植物生理学I 第11回講義
C4光合成、CAM
第11回の講義では、C4植物とCAM植物が行なう光合成の特徴とそのメリット・デメリットについて解説しました。講義に寄せられたレポートとそれに対するコメントを以下に示します。
Q:C3植物は13CO2よりも12CO2を好んで使うという話が気になったので、考察する。13Cは安定同位体であるが、12Cよりはもちろん重い。その分各反応は遅くなると考えられるので、二酸化炭素固定の効率を上げるためにも、遅くなるのを避けるためだと考えられる。一方C4植物はこのえり好みが少ないが、C4植物はC3植物とは違い二酸化炭素を濃縮することができるので、多少固定の効率が悪くても被害は少ないからだと考えられる。またC3植物は光呼吸でエネルギーを用いてルビスコを再利用しなければならないので、それを補うためにもより二酸化炭素固定の効率を求めた結果がこの激しいえり好みなのではないだろうか。しかしC3植物も葉内二酸化炭素分圧が低いと13CO2とり込み量が増加するので、背に腹は代えられないようである。
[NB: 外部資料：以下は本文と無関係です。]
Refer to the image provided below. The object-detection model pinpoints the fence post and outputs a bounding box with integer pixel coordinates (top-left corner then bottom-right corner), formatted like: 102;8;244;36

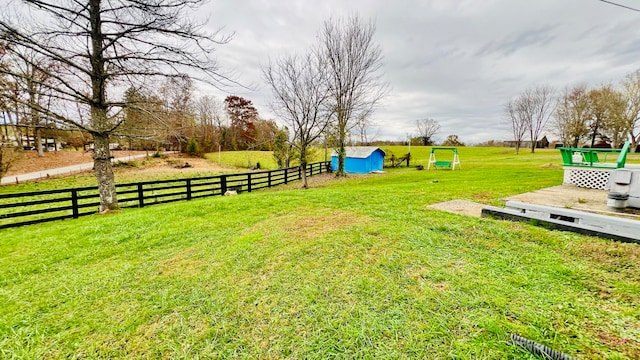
284;168;288;184
247;173;252;192
137;183;144;207
220;175;227;195
298;166;301;180
268;170;272;188
71;189;79;218
186;179;192;200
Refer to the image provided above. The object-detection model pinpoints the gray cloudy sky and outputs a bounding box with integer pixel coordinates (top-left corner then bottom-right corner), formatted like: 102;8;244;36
199;0;640;144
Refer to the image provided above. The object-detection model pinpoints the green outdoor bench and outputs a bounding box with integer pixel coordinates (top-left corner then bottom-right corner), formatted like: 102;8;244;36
558;141;630;169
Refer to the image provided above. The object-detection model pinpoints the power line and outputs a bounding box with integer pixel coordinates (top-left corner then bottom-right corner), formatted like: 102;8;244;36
599;0;640;12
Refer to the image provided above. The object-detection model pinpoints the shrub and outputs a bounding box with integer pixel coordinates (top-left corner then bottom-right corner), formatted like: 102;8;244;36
186;138;200;156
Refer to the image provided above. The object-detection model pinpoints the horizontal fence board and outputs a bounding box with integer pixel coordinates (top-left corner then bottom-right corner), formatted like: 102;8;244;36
0;205;74;219
0;196;70;209
0;186;95;199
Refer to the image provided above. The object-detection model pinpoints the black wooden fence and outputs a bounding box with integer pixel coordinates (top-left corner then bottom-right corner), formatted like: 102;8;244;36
0;161;330;229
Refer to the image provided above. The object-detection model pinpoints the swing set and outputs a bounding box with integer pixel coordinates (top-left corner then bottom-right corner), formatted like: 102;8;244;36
427;147;461;170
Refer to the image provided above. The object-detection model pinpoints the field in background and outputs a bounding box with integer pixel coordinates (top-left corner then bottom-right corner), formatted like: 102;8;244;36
204;149;328;170
1;147;639;358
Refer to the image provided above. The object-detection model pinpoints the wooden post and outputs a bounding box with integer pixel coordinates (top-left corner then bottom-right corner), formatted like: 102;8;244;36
71;189;79;218
284;169;288;184
220;175;227;195
137;183;144;207
268;170;272;188
186;179;192;200
247;173;252;192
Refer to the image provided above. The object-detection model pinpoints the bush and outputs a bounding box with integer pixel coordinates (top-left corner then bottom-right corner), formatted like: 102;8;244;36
186;138;200;156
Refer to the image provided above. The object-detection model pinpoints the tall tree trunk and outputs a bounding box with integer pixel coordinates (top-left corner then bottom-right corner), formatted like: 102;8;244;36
35;127;44;156
336;109;347;177
89;0;117;211
93;132;118;211
300;146;308;189
336;142;346;177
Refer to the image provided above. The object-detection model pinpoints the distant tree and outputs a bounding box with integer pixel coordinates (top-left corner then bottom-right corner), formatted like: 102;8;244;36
159;76;196;152
622;70;640;151
0;0;230;211
64;130;93;151
415;118;440;146
263;52;330;188
194;95;225;152
121;86;166;152
441;134;465;146
317;15;388;176
272;126;295;169
587;85;627;147
0;48;58;156
553;85;590;147
354;114;378;145
504;99;527;154
224;95;258;150
505;86;555;153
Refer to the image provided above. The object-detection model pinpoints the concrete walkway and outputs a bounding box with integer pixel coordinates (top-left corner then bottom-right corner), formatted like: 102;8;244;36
1;154;149;185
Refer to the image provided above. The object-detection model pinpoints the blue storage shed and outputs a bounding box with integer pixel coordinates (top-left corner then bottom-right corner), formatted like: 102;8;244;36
331;146;386;174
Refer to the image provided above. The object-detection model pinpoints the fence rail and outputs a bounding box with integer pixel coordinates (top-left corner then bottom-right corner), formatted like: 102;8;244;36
0;161;330;230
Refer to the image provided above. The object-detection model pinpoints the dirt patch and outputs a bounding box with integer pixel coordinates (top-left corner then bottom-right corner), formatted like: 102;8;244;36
427;200;486;217
6;150;148;175
114;154;225;177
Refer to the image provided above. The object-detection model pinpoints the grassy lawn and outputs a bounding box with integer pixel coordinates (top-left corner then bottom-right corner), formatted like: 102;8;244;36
1;147;639;358
204;150;327;170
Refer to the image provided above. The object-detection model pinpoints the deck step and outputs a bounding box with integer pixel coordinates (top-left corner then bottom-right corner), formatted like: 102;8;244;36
481;201;640;244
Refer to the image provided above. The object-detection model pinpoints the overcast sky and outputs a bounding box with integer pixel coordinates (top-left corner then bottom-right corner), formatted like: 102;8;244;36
198;0;640;144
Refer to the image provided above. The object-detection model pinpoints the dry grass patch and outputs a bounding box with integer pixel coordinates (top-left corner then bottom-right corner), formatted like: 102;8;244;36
246;208;371;242
156;247;209;277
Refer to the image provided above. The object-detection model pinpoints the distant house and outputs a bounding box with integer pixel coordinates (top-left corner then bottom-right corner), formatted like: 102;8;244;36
331;146;386;174
504;136;550;149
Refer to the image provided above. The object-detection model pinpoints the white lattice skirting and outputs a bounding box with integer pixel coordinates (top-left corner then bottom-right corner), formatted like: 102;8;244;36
563;167;614;190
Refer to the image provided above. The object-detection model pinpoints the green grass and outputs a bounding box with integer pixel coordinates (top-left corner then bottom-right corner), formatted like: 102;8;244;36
1;147;639;358
204;150;327;170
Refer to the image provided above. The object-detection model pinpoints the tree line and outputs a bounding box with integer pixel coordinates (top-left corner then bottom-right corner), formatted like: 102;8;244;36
506;71;640;154
1;1;388;208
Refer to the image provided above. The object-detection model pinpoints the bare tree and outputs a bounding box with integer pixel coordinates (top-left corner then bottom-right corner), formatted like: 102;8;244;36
415;118;440;146
504;99;527;154
195;95;224;152
0;0;230;211
622;70;640;151
264;53;330;188
317;15;388;176
525;86;555;153
506;86;555;153
354;114;377;145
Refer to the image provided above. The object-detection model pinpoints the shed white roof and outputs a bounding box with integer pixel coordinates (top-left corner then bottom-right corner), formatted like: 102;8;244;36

参考:光合成の生理生態学講座 http://hostgk3.biology.tohoku.ac.jp/hikosaka/13C.html
A:ルビスコとは異なり、C4植物のCO2固定酵素であるPEPカルボキシラーゼはC13をあまりえり好みしません。ですから、「重いから遅くなる」というのは一般論としては成り立ちません。「ルビスコを再利用」というのも、意味がよくわかりませんね。「背に腹は代えられない」という点は確かにそうですね。
Q:今回の授業ではC3植物とC4植物について学んだ。その中でC3とC4を行き来する植物、Eleocharis viviparaを知った。ではなぜ多くの植物がEleocharis viviparaのように環境に応じてC3、C4の使い分けをしないのかを考えてみる。ここでC4のメリットデメリットをヒントにして考えてみる。C4のメリットは二酸化炭素を濃縮することで、気孔を余りひらくことなく光合成ができ、水の蒸散を防ぐことができる。しかし、デメリットとしては二酸化炭素を濃縮する際にエネルギーを使うことである。光エネルギーがふんだんにある場所ではC4は有利になるが、弱光下では十分な光エネルギーを得ることができない。以上のことから植物は自分が生活する場所に応じた二酸化炭素の固定を行っていると考えられる。Eleocharis viviparaは環境の変化が激しい場所に生息していたため、生き残るためにC3、C4の両方を獲得したと考える。多くの植物は極端な環境の変化を受ける場所(例えば一年のうちで太陽光が降り注ぐ量がまったく異なるなど)には生息しない、もしくは別の対処法を取っていると考える。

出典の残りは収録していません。